En formation, 160 femmes en bleu de travail, bob sur la tête, traversent d'un pas cadencé la cour de la Chrysalis Academy. L'établissement du Cap veut offrir un avenir aux jeunes de quartiers gangrénés par les gangs, cachés derrière les paysages idylliques de la ville touristique à la pointe de l'Afrique du Sud.
Au fond de la cour en briques, deux jeunes femmes lancent un salut militaire, disent une prière et hissent le drapeau national. Siphokuhle Kapa, 23 ans, apprécie ce rituel austère, qui l'aide à se concentrer sur l'idée de discipline.
"Ça a changé qui je suis, dit-elle à l'AFP, parce que je suis arrivée ici brisée". "J'avais l'impression que ma vie n'allait nulle part. Ici, je participe à tout", dans un cadre strict et défini, "ça me change", dit-elle, sans en révéler davantage.
Les internes ici viennent de quartiers miséreux, plombés par un chômage massif et une criminalité omniprésente. Au Cap, plages idylliques et paysages de rêve cachent mal cette réalité sordide. En 2021, le nombre d'homicides dans la ville portuaire était le plus fort d'Afrique du Sud avec 64 meurtres pour 100.000 habitants, contre 37 à Johannesburg. A titre de comparaison, ce taux est de 5,5 à New York, seulement 1,2 à Paris.
Cette violence est liée à l'activité de nombreux gangs, auxquels Gibson Jannecke était déterminé à échapper. "J'ai évité la drogue, je n'ai pas de liens avec les gangs, mais ils ont marqué ma vie", confie le jeune homme de Macassar, près de l'immense township de Khayelitsha.

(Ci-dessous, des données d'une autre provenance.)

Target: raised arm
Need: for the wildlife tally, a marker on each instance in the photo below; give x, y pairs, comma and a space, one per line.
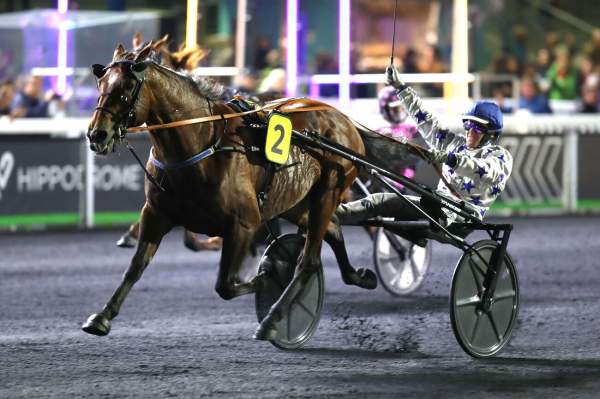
428, 125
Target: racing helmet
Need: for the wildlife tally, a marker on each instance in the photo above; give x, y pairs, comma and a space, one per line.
486, 117
390, 106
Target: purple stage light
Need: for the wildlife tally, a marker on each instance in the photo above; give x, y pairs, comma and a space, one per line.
344, 50
63, 6
61, 62
291, 68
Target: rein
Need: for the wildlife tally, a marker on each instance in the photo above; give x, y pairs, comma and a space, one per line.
219, 117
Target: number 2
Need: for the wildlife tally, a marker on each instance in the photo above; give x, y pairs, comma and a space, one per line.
275, 148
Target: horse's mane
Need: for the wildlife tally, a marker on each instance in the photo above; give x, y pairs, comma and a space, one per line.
208, 87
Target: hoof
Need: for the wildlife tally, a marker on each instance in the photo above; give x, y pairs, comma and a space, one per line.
127, 241
363, 278
195, 245
97, 324
265, 332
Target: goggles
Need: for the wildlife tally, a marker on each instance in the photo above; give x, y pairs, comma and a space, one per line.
477, 127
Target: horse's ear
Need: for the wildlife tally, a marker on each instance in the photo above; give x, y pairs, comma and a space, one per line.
138, 70
139, 67
159, 44
138, 39
98, 70
144, 53
118, 51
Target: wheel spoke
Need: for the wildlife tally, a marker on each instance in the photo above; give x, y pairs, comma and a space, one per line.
473, 268
477, 267
394, 282
504, 295
473, 300
390, 258
475, 328
494, 326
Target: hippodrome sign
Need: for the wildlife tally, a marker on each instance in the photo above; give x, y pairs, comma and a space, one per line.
279, 137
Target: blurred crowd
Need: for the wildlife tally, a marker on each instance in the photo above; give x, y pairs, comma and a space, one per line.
26, 98
562, 69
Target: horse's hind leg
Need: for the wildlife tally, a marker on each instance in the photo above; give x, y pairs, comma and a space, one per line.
323, 203
363, 278
153, 228
236, 244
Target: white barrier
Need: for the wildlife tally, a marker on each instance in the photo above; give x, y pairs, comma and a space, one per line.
545, 149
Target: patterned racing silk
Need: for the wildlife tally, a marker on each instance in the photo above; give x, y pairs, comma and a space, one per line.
480, 174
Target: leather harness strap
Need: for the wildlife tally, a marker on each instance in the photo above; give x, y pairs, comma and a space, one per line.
219, 117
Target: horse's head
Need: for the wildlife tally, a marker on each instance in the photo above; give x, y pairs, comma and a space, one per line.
119, 85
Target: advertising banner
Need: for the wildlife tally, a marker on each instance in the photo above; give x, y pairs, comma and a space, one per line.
42, 181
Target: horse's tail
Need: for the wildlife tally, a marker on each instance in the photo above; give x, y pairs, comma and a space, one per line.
385, 151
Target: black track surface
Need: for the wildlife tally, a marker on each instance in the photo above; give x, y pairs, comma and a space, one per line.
176, 338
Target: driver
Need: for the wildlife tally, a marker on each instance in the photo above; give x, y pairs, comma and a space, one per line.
474, 165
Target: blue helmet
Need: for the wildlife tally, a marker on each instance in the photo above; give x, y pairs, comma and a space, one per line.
488, 114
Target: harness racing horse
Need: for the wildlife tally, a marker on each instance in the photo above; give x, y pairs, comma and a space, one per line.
185, 59
217, 196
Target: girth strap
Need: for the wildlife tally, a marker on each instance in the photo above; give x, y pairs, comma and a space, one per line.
180, 165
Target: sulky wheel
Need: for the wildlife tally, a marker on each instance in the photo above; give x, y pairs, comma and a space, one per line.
480, 330
278, 265
400, 264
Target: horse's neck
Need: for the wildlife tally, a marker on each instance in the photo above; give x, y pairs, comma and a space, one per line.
174, 100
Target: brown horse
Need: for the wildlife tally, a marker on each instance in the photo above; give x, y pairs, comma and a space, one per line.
184, 59
218, 195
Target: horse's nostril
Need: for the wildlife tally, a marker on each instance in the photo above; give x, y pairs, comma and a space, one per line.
98, 136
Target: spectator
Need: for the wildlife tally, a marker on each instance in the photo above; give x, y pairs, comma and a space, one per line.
7, 95
30, 102
552, 43
562, 77
245, 82
585, 70
410, 61
531, 99
589, 99
595, 47
542, 62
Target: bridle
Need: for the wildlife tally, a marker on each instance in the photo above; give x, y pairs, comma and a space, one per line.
125, 118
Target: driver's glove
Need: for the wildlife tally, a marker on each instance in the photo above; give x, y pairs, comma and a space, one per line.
441, 156
393, 78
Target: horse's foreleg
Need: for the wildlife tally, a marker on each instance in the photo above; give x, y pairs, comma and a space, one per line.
363, 278
153, 228
324, 202
236, 244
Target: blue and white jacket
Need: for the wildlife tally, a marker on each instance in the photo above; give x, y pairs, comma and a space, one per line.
480, 174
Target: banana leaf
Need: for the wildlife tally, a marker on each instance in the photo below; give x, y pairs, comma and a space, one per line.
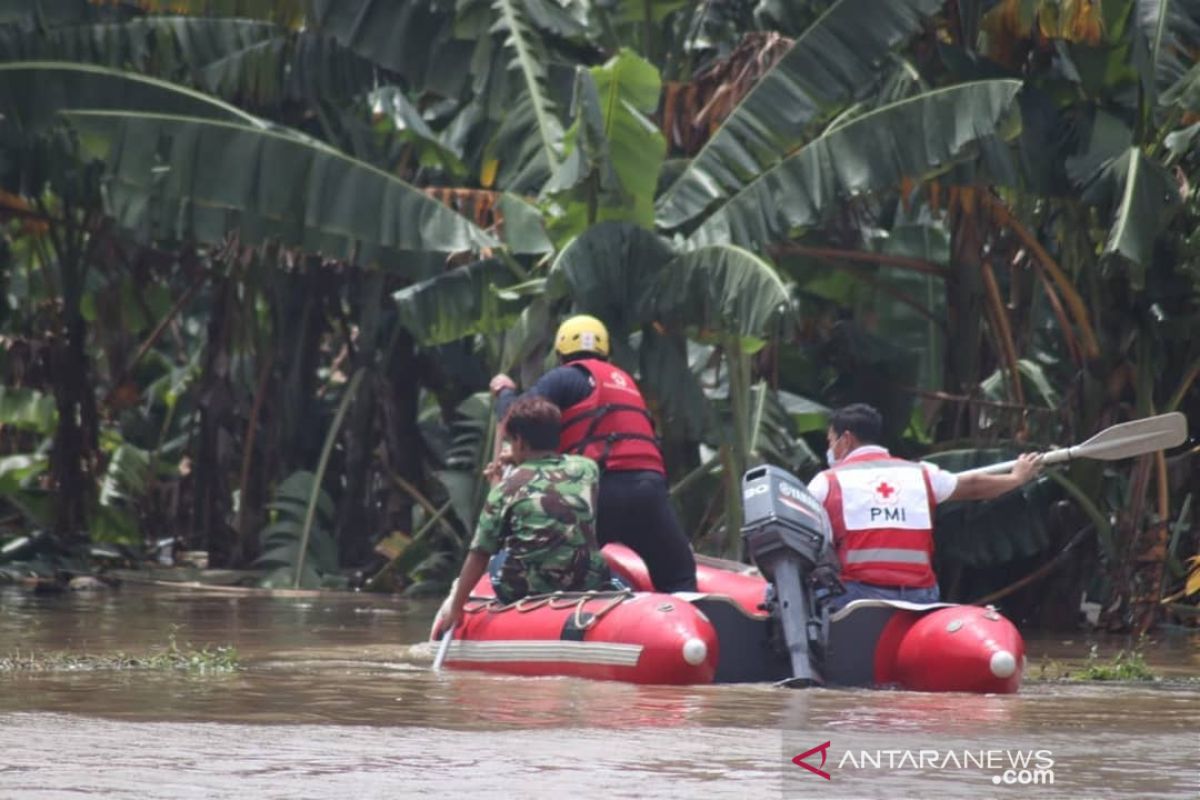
461, 302
610, 269
721, 289
835, 60
613, 152
1139, 196
911, 139
34, 92
185, 176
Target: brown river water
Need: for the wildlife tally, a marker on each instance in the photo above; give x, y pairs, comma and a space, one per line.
336, 699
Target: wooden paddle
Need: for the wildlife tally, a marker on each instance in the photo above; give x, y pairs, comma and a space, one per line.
1123, 440
442, 650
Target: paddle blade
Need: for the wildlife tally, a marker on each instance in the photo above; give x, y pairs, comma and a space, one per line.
1135, 438
439, 659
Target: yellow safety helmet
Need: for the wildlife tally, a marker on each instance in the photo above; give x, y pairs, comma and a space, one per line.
581, 334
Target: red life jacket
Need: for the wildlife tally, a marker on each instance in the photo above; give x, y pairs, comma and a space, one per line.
882, 515
611, 426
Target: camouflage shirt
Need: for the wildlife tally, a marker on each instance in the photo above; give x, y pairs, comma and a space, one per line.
544, 515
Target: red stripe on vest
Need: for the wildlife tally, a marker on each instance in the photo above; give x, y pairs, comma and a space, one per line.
880, 572
612, 386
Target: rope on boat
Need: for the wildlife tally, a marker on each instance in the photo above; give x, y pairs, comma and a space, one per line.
556, 601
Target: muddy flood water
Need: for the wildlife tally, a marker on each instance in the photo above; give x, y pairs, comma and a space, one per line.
335, 698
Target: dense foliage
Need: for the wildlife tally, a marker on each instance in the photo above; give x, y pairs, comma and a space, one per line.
261, 257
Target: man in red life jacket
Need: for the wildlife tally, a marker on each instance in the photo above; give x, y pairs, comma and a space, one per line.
881, 509
605, 419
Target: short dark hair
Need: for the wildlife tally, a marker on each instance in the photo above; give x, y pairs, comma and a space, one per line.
864, 421
535, 420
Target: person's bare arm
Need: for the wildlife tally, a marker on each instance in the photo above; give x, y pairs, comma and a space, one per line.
473, 569
985, 487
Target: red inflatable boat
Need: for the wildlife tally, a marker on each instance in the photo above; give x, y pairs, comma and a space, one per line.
724, 633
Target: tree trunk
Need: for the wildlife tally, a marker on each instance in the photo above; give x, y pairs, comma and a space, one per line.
354, 530
964, 308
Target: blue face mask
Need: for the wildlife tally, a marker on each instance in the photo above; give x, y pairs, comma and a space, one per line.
829, 457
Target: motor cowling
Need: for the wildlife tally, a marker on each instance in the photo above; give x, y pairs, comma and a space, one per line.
785, 531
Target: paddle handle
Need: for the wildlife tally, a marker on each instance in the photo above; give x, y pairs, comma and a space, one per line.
1049, 457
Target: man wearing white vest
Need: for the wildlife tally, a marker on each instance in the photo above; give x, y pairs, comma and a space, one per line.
881, 509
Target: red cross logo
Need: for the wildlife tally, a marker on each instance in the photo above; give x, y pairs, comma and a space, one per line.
820, 749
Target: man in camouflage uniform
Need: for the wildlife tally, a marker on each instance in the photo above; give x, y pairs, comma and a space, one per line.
539, 522
537, 533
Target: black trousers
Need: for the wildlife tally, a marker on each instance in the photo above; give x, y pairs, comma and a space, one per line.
635, 510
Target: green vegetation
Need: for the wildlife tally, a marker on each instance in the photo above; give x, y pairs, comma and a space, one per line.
258, 259
1128, 665
187, 659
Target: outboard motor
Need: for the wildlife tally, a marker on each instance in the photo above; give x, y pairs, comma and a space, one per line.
785, 530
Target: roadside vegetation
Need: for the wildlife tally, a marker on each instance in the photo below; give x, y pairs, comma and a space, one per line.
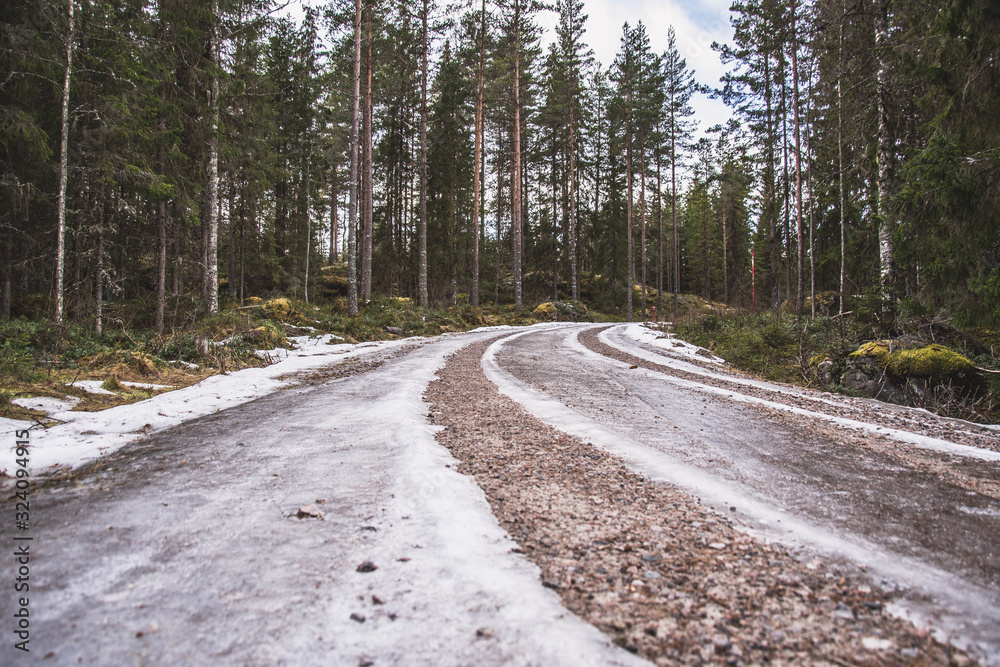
40, 359
922, 360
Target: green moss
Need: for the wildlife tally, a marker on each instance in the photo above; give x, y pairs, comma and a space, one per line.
933, 361
546, 310
877, 350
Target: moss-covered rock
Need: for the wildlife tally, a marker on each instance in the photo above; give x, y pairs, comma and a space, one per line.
933, 361
545, 310
930, 361
878, 350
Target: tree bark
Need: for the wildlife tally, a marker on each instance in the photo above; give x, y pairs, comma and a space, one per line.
628, 177
659, 221
334, 255
799, 295
574, 281
840, 161
515, 229
477, 176
366, 252
642, 226
352, 220
212, 259
885, 157
64, 163
99, 271
422, 224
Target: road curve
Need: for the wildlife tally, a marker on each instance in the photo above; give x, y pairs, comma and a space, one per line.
185, 548
924, 519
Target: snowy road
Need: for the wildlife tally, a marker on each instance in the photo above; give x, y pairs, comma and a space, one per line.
184, 547
925, 519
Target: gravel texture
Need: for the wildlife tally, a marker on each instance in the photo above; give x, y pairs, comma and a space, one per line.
647, 564
861, 409
970, 475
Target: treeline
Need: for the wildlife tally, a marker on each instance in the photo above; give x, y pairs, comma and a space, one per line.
213, 148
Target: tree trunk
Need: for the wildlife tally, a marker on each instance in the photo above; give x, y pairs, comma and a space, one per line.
840, 161
352, 220
673, 212
305, 283
515, 217
885, 157
366, 253
334, 204
725, 244
99, 272
212, 259
659, 222
422, 225
799, 295
477, 175
574, 280
628, 217
642, 226
770, 189
64, 163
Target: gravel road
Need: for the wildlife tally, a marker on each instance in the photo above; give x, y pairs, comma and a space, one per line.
404, 510
922, 521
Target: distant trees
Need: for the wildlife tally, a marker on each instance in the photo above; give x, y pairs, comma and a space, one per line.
156, 152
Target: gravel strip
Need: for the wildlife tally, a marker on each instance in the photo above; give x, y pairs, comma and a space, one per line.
971, 475
645, 563
890, 416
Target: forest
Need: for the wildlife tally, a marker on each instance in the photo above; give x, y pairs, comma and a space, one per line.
217, 150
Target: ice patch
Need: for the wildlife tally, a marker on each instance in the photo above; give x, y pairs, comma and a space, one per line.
92, 387
46, 404
669, 343
87, 435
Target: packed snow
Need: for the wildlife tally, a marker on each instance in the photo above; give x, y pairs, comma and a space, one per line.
669, 342
79, 437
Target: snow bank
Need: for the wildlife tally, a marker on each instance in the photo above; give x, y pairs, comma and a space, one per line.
669, 342
83, 436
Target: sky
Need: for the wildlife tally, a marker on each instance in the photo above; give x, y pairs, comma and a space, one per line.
697, 25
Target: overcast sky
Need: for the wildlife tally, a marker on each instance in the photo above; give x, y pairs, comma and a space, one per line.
697, 25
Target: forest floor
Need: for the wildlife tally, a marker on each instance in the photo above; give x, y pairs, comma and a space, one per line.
476, 555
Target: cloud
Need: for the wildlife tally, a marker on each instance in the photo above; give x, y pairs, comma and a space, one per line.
697, 25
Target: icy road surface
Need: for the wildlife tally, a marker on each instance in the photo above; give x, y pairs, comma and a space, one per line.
184, 548
919, 511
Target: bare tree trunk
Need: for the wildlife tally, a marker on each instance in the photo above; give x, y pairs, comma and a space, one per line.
334, 205
628, 176
5, 294
840, 161
366, 253
673, 213
574, 280
885, 157
659, 223
99, 271
477, 176
770, 189
212, 259
725, 245
305, 283
64, 163
642, 226
799, 295
516, 222
352, 220
422, 225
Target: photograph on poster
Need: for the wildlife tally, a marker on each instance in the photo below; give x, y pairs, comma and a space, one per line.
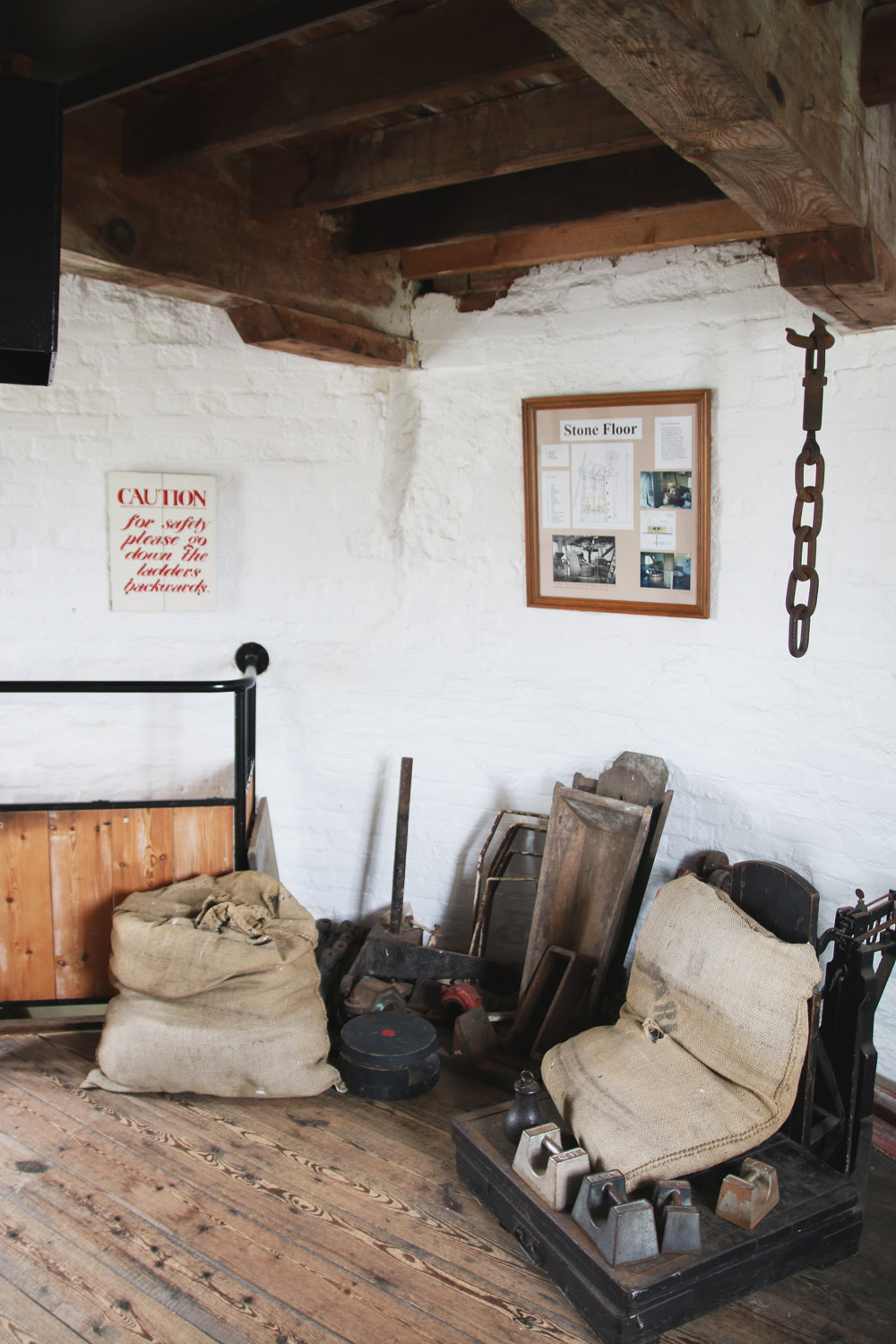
584, 559
616, 502
665, 489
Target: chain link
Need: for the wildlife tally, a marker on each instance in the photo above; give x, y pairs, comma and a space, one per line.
810, 459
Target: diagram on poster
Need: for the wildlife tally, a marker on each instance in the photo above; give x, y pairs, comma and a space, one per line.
555, 499
602, 489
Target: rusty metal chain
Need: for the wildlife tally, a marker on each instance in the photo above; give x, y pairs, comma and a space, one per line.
806, 534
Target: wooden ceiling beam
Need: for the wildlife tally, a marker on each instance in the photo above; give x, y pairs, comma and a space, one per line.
273, 327
877, 73
763, 99
538, 198
188, 234
614, 236
836, 271
444, 48
557, 124
239, 34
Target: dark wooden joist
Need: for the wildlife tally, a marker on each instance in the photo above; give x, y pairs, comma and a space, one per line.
187, 233
438, 50
533, 129
242, 32
611, 236
836, 271
764, 101
273, 327
877, 74
535, 199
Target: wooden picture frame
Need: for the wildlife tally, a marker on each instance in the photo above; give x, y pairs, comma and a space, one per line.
616, 502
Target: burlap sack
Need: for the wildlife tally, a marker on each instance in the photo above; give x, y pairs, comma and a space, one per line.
218, 994
704, 1062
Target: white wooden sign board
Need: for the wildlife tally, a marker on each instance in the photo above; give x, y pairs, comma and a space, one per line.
161, 542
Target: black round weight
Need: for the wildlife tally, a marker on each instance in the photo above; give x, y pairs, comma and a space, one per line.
389, 1055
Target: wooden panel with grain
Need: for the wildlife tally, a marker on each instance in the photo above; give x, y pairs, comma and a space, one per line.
591, 857
81, 884
142, 849
26, 909
203, 840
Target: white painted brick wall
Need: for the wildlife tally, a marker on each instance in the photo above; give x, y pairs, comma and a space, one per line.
371, 537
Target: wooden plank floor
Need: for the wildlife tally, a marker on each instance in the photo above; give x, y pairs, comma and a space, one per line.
325, 1220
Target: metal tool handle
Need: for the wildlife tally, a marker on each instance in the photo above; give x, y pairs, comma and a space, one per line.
401, 844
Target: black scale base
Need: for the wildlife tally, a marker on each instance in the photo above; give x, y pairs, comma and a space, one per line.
815, 1222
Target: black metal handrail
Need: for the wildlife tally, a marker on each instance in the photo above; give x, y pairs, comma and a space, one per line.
252, 659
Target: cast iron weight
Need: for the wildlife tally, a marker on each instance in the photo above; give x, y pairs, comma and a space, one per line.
677, 1217
622, 1230
551, 1169
747, 1198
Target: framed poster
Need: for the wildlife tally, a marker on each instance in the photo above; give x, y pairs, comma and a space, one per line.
161, 542
616, 502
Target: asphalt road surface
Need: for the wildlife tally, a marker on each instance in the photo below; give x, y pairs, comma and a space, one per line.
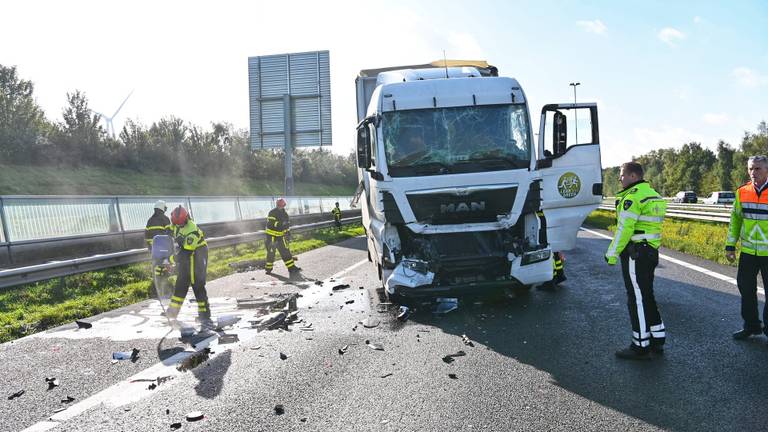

"Je ne pouvais pas marcher à l'école sans être agressé, pas sortir sans que mes parents s'inquiètent d'une éventuelle balle perdue", confie-t-il. Arrivé en stage à Chrysalis en 2011, il y enseigne aujourd'hui.
L'académie, dont le nom signifie chrysalide, moment de transition entre larve et papillon, vise bien à donner des ailes à ces jeunes à l'horizon bouché. Epaulée par les autorités locales, elle s'est installée il y a une vingtaine d'années dans une banlieue agréable du Cap, juste en face de la redoutable Pollsmoor Prison, où certains des criminels les plus endurcis du pays purgent de longues peines.
Ni visites, ni portables
Chrysalis propose des formations sur trois mois pour les 18-25 ans des quartiers, en rupture scolaire et sans projet. Sa directrice Lucille Meyer y encourage des pratiques permettant de "renforcer la résilience" et "distancier les traumatismes".
"Lorsque les jeunes arrivent ici, nous ne les regardons pas comme des toxicos ou des pauvres, mais comme des êtres humains, qui ont traversé des choses difficiles. On veut les aider à libérer leur potentiel", dit-elle à l'AFP.
Lever à 4H30 du matin, coucher à 21H30, les horaires ici n'ont rien de fantaisiste. Les cours développent la forme physique, la rigueur, le bien-être psychologique et les compétences.
Téléphones portables, drogues et cigarettes sont interdits. En raison du Covid, les visites ne sont pas autorisées. Les étudiants peuvent appeler leurs proches quelques fois pendant le séjour et leur écrire. Des séances de thérapie sont disponibles pour qui veut. Les cours intensifs se déroulent en plusieurs phases, d'abord des ateliers visant la maîtrise personnelle, le leadership. Ensuite, deux semaines en pleine nature puis une journée d'isolement et de jeûne sur le campus.
Enfin, quatre semaines de préparation à un métier: initiation à la cuisine, au secourisme, aux métiers de la police, avant d'être placés pendant un an pour un premier emploi. Zenande Hambiso veut rejoindre les forces de l'ordre. Elle vient de Kraiifontein, point chaud réputé pour sa violence. L'arrivée à Chrysalis a été rude pourtant.
"Se lever en pleine nuit, j'ai eu du mal, avant de m'habituer. Et partager une piaule avec d'autres comme moi, aussi. Maintenant on s'entend bien", raconte la jeune femme de 24 ans. "Un jour, j'aimerais aider les femmes victimes d'abus", dit-elle. "Des femmes sont violées, tuées, tous les jours. Je voudrais faire quelque chose pour assainir l'endroit d'où je viens".